IX

3K 104 8
                                    

Ben berdecak kesal karena lagi-lagi harus menyaksikan kebersamaan Asta dan Licia. Setiap hari melihat sepasang kekasih itu, membuat hati Ben jadi sakit bertubi-tubi. Andai saja semudah itu merebut Licia dari Asta, pasti saat ini Licia sudah ada di sampingnya.

"Apa sih kelebihan tuh cewek?" Dengus Faolan yang duduk di sebelah Ben yang berdiri.

"Pertanyaan yang sama soal si cebol." balas Ben sambil menyeringai.

Faolan menutup majalah sport yang sedari tadi ia baca. Ia berdiri sambil memukulkan majalah itu ke dada Ben kemudian pergi begitu saja. Lalu ia menuruni tangga meninggalkan bangunan barat yang merupakan kawasan kelas IPS menuju ke bangunan timur, dimana bangunan tersebut merupakan kawasan kelas IPA seperti dirinya.

Sepeninggal Faolan, Ben kembali dilanda kekesalan. Ia buntu, tidak tau harus berbuat apa untuk merebut Licia dari Asta. Padahal ia pikir dengan iming-iming kebebasan pada Licia, akan membuat Licia lari padanya dari Asta, ternyata tidak. Malah sekarang Ben dengar kalau Asta sudah memberi ijin pada salah satu teman Licia untuk kembali berteman dengannya.

"Kenapa lo pagi-pagi udah kayak orang bego?" tegur Mera tiba-tiba muncul.

Ben mendongak, menatap cewek dengan seragam kekecilan yang berdiri di sampingnya. Sebuah umpatan kasar segera meluncur dari mulutnya.

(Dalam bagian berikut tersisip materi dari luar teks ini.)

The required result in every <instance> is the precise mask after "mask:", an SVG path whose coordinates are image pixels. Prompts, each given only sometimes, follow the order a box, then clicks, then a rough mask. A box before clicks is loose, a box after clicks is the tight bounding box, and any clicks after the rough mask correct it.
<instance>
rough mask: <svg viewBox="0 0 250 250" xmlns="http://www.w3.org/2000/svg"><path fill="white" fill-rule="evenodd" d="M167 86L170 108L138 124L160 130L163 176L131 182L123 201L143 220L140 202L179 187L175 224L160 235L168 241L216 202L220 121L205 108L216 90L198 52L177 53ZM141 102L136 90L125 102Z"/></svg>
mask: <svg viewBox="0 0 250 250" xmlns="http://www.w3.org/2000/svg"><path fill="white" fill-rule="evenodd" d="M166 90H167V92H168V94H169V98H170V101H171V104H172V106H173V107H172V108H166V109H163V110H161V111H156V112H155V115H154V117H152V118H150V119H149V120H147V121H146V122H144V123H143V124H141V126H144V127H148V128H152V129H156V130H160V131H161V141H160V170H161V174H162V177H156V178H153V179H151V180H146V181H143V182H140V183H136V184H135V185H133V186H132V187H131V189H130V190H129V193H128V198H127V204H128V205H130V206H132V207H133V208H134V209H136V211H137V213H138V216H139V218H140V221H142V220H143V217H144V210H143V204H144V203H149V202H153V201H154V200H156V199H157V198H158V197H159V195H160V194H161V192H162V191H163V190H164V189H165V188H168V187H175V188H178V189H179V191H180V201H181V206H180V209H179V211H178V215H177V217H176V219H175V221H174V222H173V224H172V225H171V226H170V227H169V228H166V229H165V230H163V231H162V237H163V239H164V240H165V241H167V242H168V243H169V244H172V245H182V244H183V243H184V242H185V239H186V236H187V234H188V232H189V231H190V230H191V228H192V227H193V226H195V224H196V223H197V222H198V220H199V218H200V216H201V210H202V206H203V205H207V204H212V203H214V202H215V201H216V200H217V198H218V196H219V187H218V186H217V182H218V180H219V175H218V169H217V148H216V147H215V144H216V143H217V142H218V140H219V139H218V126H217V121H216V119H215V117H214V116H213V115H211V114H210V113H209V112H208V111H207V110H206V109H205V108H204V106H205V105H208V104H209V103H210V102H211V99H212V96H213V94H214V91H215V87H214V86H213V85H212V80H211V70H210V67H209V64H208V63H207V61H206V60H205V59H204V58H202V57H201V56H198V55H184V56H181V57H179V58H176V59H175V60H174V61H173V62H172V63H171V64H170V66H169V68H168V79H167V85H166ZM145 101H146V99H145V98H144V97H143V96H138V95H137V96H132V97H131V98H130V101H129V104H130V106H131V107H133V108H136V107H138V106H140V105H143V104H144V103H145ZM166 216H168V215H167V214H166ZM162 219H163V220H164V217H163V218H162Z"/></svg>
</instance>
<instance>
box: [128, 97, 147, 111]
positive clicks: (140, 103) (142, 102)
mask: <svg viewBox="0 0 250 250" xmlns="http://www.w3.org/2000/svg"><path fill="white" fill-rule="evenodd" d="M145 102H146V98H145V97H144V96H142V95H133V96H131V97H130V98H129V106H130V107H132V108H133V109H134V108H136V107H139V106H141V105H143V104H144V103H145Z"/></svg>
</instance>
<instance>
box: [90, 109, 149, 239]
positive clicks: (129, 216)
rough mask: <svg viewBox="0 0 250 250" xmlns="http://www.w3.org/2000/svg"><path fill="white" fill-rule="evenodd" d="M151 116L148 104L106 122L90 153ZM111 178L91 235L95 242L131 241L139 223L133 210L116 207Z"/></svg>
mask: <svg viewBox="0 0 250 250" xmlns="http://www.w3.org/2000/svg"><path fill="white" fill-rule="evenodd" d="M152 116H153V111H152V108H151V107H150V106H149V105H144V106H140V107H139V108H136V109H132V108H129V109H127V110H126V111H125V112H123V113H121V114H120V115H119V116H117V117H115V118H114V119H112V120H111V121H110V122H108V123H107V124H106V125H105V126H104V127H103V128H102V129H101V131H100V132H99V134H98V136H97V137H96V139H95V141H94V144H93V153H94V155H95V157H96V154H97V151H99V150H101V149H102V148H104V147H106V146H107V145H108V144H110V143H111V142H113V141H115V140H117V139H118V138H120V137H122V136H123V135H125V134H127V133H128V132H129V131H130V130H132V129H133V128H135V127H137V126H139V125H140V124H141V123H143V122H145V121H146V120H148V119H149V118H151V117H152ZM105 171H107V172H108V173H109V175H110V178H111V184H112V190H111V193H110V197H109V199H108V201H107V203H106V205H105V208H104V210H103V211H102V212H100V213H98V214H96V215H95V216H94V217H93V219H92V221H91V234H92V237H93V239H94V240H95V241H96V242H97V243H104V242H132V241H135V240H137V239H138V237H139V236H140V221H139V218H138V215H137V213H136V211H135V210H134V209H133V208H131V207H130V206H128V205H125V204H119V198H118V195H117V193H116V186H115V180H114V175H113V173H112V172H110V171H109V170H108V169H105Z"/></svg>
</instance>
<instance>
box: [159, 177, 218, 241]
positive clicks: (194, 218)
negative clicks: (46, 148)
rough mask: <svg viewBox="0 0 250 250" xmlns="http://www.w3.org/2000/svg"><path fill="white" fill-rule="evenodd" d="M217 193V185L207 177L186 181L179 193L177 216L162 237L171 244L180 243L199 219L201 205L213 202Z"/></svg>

Mera mendecih, sama sekali tidak tersinggung dengan umpatan Ben. Ia duduk begitu saja di samping Ben. Satu pahanya ia naikkan ke pahanya yang lain, kontan membuat roknya jadi terangkat. Tangannya mengorek-ngorek isi tas selempangnya. Begitu menemukan rokok yang ia cari, ia langsung menyulutnya. Tidak peduli itu ia lakukan di depan kelasnya. "Mau?" ia menawarkan sebatang rokok pada Ben. Tanpa menunggu jawaban Ben, cewek itu melempar satu batang rokok lengkap dengan pemantiknya ke pangkuan cowok itu.

Baru sekali ia menyesap rokoknya, salah satu teman sekelas yang terkenal rajin lewat hendak memasuki kelas. Anak berkacamata tebal yang selalu sendirian itu otomatis terkejut melihat tingkah Mera meskipun sudah berulang kali. "Apa lo liat-liat? Mau gue sulut pake rokok?" seru Mera galak sambil menaikkan dagunya tinggi. Anak itu pun segera ngacir. Memang lebih baik tidak usah berurusan dengan yang namanya Mera.

Ben yang hanya diam tak tertarik dengan Mera maupun anak berkacamata tadi, memutuskan ikut merokok bersama cewek itu.

"Gila karena nggak bisa dapetin Cia? Gue juga, gila karena nggak bisa-bisa dapetin Asta." Mera mulai berbicara pada Ben setelah sebelumnya sempat mendengus pada anak tadi.

"Orang gila kayak dia apa yang lo harepin?" dengus Ben meremehkan.

Mera mengepulkan asap rokok lewat mulutnya ke arah Ben, "Menurut lo?" gadis itu tersenyum miring. Membuat Ben jijik karena ia paham betul apa yang ada di otak cewek itu. Satu umpatan yang apabila ditujukan ke cewek lain pasti akan tersinggung dan marah, lagi-lagi meluncur dari mulut Ben. Sedangkan Mera, tertawa ngakak seolah hal itu lucu sekali.

*

Ada yang aneh dari Licia yang bisa Meg lihat hari ini. Hari ini Licia tampak lain, tampak cerah. Meg jadi heran sekaligus bertanya-tanya, apa yang terjadi pada temannya sampai bisa seperti ini. "Habis nonton konser, lo ngapain aja sama Asta? Cerah bener muka lo."

Licia langsung mengangkat wajahnya dari ponsel, "Hah? Lo bilang Asta?"

"Kalo bukan Asta, terus siapa?" alis Meg mengerut karenanya.

Licia merapatkan duduknya pada Meg, lalu ia berbicara dengan suara kecil, agar tidak ada yang bisa mendengar pembicaraannya, "Kemaren pas nonton konser, nggak sengaja gue ketemu temen SMP gue yang namanya Marvin, terus dia minta gue follback IG-nya."